With your help, I managed to create HFiles for a small RDD.
But for a large RDD, I gave up (at least for now).
The reason is as follows:

First, the flow of my code (it's Java) is as follows:

{
  // Create a RDD which has the records

  JavaPairRDD<MyKey, byte[]> rdd =
          // MyKey has a byte[] member for rowkey
    buildRDDWithSomeBusinessLogic()
    .flatMapToPair(...)
          // builds MyKey, byte[] pair.
          // The number of records increases almost 100 times. MyKey is not 
distinct
    .groupByKey()
    .mapValues(...)
          // make MyKey distinct.

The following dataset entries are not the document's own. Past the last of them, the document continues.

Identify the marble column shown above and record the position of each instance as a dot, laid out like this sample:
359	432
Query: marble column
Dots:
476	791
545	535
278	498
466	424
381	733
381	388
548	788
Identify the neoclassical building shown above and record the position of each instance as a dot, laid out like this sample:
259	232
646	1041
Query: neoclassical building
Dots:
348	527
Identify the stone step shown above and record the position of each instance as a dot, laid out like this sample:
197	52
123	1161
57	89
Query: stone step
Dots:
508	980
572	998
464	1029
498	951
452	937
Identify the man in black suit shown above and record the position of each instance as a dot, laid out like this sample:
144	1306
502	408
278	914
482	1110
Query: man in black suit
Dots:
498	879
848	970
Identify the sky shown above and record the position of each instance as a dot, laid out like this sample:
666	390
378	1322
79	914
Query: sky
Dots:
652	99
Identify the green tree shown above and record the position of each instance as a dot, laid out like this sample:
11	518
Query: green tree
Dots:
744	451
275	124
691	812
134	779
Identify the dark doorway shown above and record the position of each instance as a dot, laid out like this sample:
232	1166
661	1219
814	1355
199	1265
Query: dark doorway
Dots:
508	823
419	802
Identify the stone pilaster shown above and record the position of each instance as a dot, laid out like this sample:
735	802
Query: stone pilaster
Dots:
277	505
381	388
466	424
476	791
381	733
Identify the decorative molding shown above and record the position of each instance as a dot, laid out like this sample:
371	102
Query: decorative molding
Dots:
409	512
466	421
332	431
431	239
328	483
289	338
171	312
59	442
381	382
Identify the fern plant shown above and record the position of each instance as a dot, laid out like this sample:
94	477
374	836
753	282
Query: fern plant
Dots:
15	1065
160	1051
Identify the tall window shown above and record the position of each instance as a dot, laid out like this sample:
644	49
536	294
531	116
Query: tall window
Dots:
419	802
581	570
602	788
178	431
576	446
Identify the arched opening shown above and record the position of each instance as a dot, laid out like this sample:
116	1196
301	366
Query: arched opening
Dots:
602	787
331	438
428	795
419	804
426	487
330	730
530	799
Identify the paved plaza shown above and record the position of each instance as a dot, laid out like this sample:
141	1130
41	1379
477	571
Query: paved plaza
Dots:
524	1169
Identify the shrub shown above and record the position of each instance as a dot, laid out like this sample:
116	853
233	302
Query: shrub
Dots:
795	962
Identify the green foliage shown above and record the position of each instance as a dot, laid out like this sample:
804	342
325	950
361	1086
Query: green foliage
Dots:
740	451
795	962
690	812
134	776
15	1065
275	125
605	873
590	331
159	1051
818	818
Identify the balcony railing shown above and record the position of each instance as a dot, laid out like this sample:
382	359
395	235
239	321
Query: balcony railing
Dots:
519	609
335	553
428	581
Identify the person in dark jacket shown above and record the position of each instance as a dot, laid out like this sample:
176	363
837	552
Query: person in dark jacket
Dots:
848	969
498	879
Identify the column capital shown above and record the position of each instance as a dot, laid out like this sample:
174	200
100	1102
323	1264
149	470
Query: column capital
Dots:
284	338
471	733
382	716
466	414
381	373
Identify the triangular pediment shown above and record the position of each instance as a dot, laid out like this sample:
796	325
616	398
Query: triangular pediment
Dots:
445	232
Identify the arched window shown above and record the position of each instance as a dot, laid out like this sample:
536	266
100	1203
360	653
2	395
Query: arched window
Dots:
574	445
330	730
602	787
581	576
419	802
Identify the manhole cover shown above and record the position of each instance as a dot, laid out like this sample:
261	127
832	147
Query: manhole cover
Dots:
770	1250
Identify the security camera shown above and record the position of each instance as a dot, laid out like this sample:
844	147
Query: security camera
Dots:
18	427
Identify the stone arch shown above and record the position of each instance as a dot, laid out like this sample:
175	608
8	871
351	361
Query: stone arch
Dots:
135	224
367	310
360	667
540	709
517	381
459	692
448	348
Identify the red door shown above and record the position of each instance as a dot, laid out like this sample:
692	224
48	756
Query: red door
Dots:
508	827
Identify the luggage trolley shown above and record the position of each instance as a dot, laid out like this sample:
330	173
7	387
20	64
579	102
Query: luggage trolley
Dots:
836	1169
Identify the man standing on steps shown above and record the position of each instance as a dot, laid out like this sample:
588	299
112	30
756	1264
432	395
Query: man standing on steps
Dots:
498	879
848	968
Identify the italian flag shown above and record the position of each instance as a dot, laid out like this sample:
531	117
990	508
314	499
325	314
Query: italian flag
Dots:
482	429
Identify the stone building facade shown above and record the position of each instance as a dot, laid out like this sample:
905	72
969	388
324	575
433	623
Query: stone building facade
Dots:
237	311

Combines values with compression.
          // The number of records dramatically decreases.
          // The average size of values is around 1KB.
    .sortByKey(..., numRegions)
          // Sorts since HFileOutputFormat requires that the record are sorted.
          // And set the number of the partitions same as the number of regions.
    .persist(StorageLevel.MEMORY_AND_DISK_SER());
          // Since I must do multiple task on the RDD.

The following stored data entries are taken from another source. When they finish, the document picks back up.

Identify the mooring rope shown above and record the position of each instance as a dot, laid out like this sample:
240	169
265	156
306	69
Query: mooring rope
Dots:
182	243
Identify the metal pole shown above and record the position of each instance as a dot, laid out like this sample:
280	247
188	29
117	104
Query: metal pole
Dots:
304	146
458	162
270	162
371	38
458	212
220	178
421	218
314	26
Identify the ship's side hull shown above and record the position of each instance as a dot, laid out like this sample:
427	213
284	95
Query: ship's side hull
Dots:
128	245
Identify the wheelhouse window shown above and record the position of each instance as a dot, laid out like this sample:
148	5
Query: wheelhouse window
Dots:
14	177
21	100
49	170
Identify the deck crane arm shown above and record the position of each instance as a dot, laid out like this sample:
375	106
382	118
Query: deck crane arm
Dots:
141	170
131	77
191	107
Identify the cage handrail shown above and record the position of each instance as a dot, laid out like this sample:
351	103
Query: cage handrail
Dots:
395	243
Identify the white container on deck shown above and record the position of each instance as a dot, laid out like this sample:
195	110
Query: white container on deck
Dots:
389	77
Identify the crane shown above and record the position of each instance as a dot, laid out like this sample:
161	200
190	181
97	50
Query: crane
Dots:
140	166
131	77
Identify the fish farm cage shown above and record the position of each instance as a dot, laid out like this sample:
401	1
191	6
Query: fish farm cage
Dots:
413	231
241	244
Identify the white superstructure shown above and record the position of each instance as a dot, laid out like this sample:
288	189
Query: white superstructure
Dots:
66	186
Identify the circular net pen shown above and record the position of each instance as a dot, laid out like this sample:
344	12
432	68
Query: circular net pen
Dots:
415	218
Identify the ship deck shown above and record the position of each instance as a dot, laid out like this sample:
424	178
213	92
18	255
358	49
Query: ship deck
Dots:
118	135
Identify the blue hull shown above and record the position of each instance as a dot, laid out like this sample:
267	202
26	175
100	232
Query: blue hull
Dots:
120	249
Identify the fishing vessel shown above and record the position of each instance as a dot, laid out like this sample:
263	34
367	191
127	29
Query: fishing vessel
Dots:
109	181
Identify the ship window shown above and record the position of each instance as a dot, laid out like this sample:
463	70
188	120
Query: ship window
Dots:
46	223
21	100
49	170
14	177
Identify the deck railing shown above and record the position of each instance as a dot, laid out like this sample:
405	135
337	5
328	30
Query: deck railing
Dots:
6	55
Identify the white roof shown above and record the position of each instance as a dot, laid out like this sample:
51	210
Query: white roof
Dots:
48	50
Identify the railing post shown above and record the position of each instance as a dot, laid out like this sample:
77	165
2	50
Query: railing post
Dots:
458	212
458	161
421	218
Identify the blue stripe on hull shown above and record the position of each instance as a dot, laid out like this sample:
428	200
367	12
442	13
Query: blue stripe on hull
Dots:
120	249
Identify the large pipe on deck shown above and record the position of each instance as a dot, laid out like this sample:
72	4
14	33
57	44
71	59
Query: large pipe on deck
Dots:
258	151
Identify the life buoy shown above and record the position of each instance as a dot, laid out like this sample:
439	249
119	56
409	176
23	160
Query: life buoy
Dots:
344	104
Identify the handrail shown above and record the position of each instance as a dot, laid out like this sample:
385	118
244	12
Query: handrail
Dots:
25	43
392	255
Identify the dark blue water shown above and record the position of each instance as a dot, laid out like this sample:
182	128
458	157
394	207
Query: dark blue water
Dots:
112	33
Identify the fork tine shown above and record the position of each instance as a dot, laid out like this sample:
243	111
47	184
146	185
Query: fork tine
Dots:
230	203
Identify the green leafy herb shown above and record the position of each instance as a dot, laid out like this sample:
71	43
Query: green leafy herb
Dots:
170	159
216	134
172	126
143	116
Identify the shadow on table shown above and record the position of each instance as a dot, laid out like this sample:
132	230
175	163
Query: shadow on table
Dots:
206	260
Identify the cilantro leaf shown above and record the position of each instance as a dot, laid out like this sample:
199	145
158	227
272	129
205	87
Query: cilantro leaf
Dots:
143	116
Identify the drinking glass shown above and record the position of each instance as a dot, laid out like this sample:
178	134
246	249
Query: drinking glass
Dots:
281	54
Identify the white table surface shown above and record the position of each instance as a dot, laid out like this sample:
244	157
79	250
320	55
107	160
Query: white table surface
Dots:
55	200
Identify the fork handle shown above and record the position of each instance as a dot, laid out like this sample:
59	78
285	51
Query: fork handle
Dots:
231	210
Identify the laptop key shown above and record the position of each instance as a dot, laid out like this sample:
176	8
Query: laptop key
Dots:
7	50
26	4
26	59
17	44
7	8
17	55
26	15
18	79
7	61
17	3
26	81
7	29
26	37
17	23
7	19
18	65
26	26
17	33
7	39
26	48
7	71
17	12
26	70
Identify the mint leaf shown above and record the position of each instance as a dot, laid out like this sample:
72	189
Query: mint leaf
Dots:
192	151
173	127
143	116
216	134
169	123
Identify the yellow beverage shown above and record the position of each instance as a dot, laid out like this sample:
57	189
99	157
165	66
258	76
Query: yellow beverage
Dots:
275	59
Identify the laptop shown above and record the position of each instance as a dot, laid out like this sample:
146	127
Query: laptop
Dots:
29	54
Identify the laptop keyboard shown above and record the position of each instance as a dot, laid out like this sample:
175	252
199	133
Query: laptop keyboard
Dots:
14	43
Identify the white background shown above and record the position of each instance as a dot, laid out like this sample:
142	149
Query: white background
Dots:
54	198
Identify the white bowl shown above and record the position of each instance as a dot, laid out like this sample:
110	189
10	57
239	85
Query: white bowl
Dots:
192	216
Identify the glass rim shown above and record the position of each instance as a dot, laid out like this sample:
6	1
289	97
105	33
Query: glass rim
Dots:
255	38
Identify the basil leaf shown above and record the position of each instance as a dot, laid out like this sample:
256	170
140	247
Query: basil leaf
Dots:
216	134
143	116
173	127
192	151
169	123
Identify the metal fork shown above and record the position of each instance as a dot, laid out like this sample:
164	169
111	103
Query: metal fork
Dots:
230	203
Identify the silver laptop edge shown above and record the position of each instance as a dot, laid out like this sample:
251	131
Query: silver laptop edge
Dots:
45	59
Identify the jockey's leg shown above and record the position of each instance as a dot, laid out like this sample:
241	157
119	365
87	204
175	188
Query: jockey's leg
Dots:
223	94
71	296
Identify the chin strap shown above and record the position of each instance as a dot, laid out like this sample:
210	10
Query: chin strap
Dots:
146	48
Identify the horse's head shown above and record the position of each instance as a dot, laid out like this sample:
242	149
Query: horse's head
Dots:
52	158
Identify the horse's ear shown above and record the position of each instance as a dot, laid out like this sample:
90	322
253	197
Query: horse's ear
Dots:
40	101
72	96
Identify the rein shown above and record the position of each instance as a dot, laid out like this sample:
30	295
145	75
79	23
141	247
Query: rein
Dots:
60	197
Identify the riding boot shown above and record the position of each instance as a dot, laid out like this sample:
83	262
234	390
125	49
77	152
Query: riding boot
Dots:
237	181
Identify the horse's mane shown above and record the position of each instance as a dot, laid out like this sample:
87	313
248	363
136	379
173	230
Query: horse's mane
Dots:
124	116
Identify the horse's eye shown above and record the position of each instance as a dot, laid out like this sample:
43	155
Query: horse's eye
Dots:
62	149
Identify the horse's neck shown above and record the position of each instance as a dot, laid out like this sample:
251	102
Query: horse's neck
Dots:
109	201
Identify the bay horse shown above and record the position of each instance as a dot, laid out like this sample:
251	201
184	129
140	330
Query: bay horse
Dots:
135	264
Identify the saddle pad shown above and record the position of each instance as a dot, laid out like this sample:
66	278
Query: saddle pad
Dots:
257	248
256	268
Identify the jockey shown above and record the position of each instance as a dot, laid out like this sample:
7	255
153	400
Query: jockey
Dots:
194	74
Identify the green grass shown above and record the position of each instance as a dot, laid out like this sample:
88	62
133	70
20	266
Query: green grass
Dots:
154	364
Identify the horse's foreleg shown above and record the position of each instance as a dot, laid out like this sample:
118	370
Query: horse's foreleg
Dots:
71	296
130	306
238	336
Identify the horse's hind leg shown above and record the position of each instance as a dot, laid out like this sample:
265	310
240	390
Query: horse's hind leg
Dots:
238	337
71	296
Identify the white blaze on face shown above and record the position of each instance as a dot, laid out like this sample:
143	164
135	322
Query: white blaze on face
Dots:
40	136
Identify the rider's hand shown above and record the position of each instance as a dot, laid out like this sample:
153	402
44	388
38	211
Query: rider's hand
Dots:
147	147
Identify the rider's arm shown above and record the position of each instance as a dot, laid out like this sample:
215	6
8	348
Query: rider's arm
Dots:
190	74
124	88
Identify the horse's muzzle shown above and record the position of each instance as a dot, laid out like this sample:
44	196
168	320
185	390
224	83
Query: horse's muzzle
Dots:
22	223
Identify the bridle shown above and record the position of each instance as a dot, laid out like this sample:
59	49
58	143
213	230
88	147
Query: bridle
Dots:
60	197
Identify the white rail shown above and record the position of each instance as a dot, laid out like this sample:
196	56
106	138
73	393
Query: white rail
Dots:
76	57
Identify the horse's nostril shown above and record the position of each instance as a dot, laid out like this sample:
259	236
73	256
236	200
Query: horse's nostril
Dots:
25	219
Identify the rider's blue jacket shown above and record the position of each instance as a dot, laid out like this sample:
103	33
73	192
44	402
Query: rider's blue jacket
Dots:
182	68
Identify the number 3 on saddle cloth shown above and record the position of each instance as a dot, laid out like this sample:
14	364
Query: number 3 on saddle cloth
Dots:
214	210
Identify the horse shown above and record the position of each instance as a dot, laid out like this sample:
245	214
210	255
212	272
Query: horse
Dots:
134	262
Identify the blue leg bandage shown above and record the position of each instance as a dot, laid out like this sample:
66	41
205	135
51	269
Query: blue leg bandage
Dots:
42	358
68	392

  // Get keys for pre-splitting by fetching the first record of each partitions

  List<MyKey> splitKyes = 
     rdd.mapPartitionsWithIndex(...)
          // Gets the first record of each partitions.
          // First partition's first record is excluded, since it's not needed.
     .collect();
     Collections.sort(splitKeys);
  

  // Now we have the split keys
  // Create a HBase table

  createHBaseTableWithSplitKeys(tableName, splitKeys);
  
  // Use saveAsNewAPIHadoopFile API with HFileOutputFormat

  Configuration config = HBaseConfiguration.create();
  config.set("hbase.zookeeper.quorum", ...);
  config.set("zookeeper.znode.parent", ...);
  Job job = Job.getInstance(conf);
  job.setMapOutputKeyClass(ImmutableBytesWritable.class);
  job.setMapOutputValueClass(KeyValue.class);
  HTable table = new HTable(conf, tableName);
  HFileOutputFormat.configureIncrementalLoad(job, table);

  rdd
    .mapToPair(new PairFunction<Tuple2<MyKey, byte[]>, ImmutableBytesWritable, 
KeyValue>(...);
        // map data types
    .saveAsNewAPIHadoopFile(outputDirName,
        ImmutableBytesWritable.class, KeyValue.class, HFileOutputFormat.class, 
conf);
}

For a small RDD, HFiles were successfully created.
But for a large RDD, the following issues appeared.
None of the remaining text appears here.